Here’s how UBOS enhances the experience:
- Orchestration: UBOS allows you to seamlessly integrate the MCP server into your AI agent workflows. You can easily define how the AI agent interacts with the server, processes the data, and takes actions based on the results.
- Data Connection: UBOS facilitates the connection between the MCP server and other data sources within your organization. This allows you to create AI agents that can leverage a wide range of data to provide more comprehensive and insightful results.
- Custom AI Agent Building: UBOS provides the tools and infrastructure you need to build custom AI agents tailored to your specific needs. You can use the MCP server to provide these agents with the real-world data they need to perform their tasks effectively.
- Multi-Agent Systems: UBOS enables you to create multi-agent systems where multiple AI agents work together to solve complex problems. You can use the MCP server to provide these agents with a shared understanding of the world, allowing them to coordinate their actions and achieve common goals.
Simplified Integration Steps with UBOS:
- Deploy the MCP Server: Deploy the MCP server within the UBOS environment.
- Configure API Access: Configure the AI agent within UBOS to access the MCP server’s API.
- Define Data Flow: Define the data flow between the AI agent, the MCP server, and other relevant data sources.

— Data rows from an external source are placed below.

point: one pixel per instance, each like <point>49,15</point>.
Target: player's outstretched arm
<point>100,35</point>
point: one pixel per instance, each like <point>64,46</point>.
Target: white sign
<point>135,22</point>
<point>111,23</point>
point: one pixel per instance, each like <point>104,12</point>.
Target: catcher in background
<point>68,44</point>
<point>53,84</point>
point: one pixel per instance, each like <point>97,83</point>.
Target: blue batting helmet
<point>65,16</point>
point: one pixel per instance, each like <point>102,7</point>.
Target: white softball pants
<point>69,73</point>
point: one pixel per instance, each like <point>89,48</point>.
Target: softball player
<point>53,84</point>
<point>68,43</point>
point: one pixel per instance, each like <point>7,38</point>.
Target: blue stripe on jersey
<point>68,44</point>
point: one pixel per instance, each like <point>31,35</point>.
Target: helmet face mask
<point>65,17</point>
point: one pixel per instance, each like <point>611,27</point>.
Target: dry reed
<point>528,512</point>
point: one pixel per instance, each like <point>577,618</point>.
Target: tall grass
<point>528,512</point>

- Test and Deploy: Test the integration and deploy the AI agent to production.
Getting Started
Ready to leverage the power of MCP servers and real-world data for your AI agent development? Here’s how to get started:
- Explore the UBOS Asset Marketplace: Visit the UBOS Asset Marketplace and find the featured MCP server for Korean school meal information.

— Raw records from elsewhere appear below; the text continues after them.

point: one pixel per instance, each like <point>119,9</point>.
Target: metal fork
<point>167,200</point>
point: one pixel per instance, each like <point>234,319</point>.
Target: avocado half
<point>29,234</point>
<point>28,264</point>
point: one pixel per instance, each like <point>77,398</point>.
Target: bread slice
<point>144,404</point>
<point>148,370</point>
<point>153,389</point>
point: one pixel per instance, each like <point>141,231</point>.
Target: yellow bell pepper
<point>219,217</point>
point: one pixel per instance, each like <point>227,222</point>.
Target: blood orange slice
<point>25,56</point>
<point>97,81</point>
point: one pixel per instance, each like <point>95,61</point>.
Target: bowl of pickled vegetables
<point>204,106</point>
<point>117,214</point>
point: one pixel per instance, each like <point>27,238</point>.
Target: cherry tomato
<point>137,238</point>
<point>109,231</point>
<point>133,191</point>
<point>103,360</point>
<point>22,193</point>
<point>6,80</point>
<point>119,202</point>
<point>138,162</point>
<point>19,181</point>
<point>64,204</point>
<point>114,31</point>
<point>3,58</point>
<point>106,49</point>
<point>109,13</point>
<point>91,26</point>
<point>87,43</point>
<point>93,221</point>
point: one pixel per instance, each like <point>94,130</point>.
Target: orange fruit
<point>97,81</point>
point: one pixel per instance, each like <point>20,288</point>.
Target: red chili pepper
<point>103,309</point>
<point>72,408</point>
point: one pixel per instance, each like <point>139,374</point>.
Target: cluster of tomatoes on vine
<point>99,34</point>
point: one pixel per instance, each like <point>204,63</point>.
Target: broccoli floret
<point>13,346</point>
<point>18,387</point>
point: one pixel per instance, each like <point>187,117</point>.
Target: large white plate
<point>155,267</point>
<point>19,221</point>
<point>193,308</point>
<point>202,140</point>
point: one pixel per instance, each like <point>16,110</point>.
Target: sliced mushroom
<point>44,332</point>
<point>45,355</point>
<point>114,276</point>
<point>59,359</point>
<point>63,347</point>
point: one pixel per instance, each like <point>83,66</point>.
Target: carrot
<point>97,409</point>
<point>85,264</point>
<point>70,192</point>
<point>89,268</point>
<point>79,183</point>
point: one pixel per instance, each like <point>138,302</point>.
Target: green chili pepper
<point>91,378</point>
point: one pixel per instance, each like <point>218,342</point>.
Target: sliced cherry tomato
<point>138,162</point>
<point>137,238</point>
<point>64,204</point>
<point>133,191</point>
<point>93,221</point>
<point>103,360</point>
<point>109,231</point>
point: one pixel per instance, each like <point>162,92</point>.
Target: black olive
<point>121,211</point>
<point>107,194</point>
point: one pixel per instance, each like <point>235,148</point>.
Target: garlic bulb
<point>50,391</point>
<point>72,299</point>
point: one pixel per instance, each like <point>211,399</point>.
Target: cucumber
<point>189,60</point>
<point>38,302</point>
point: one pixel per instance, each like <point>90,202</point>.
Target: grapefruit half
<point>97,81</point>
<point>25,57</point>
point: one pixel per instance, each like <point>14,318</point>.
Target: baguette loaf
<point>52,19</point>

- Install the Server: Follow the installation instructions provided in the server’s documentation.
- Configure the Server: Configure the server with your NEIS Open API key and other necessary settings.
- Integrate with Your AI Agent: Integrate the server into your AI agent development workflow using the provided API examples.
- Explore the UBOS Platform: Discover how UBOS can further enhance your AI agent development capabilities.
Conclusion
The UBOS Asset Marketplace provides a valuable resource for AI developers seeking to access and utilize real-world data. The featured MCP server for Korean school meal information retrieval is just one example of the many tools and resources available to empower AI agents with the information they need to perform complex tasks and make informed decisions. By integrating this server with the UBOS platform, you can unlock the full potential of your AI agents and create truly innovative and impactful applications. Embrace the power of contextual AI and start exploring the possibilities today!
By providing access to real-world data, the UBOS Asset Marketplace and the featured MCP server are paving the way for a new era of AI applications that are more accurate, relevant, and impactful than ever before.
한국 학교 급식 정보 조회 서버
Project Details
- dragonku/mcp_school_food
- Last Updated: 4/5/2025
Recomended MCP Servers
AnalyticDB for MySQL MCP Server
xtquant for ai, MCP project.
Created an MCP Enabled Server connecting with TMDB API , Tested With MCP Inspector
Korea Law Tool
A connector for Claude Desktop to read and search an Obsidian vault.
Model Context Protocol (MCP) with TikTok integration
Model Context Protocol (MCP) server for the Webflow Data API.
Lightweight MCP server to give your Cursor Agent access to the Neon API
Experimental Model Context Protocol server providing access to Autodesk Platform Services API.
MCP server implementation for using Claude API with Claude Desktop, providing advanced API integration and conversation management.